The Academy (25 page)

Read The Academy Online

Authors: Zachary Rawlins

“Not long. We’ll teach you that soon. A couple of weeks, on the outside,” Rebecca said dismissively. “Don’t worry about it right now. You need to start with the fundamentals, and then learn the applications, you know? That’s what Michael is waiting out on the practice ground to show you.”

Alex looked down at himself oddly, then back up at Rebecca.

“So this is it, huh? I’m actually going to do this. Be an Operator, I mean.” Alex’s voice was filled with wonder and doubt. “I’m a little bit scared.”

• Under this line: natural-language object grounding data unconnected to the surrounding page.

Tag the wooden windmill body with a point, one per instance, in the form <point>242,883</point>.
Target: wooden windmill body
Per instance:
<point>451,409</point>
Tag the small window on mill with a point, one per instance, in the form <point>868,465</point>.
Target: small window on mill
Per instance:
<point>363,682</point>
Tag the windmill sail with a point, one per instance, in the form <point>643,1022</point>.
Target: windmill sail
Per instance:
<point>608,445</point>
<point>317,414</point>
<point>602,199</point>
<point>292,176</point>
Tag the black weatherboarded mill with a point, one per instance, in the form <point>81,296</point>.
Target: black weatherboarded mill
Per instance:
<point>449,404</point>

“Don’t be.” Rebecca beamed at him, her brown eyes warm. “Trust me, Alex. You’re going to be more than fine. You’re going to be amazing. You are going to be better at this than you’ve ever been at anything.”

Alex stood up. Despite himself, he found that he was smiling.

“Thanks, Rebecca. I guess I’m ready. Where do I go?”

 

--

 

Alex was again awed by how huge the Academy was – he followed the map Rebecca had drawn through a number of green practice fields, a handful of low stone buildings, and one long stretch of what appeared to be rolling, forested hills. It took him a quarter hour to find Michael.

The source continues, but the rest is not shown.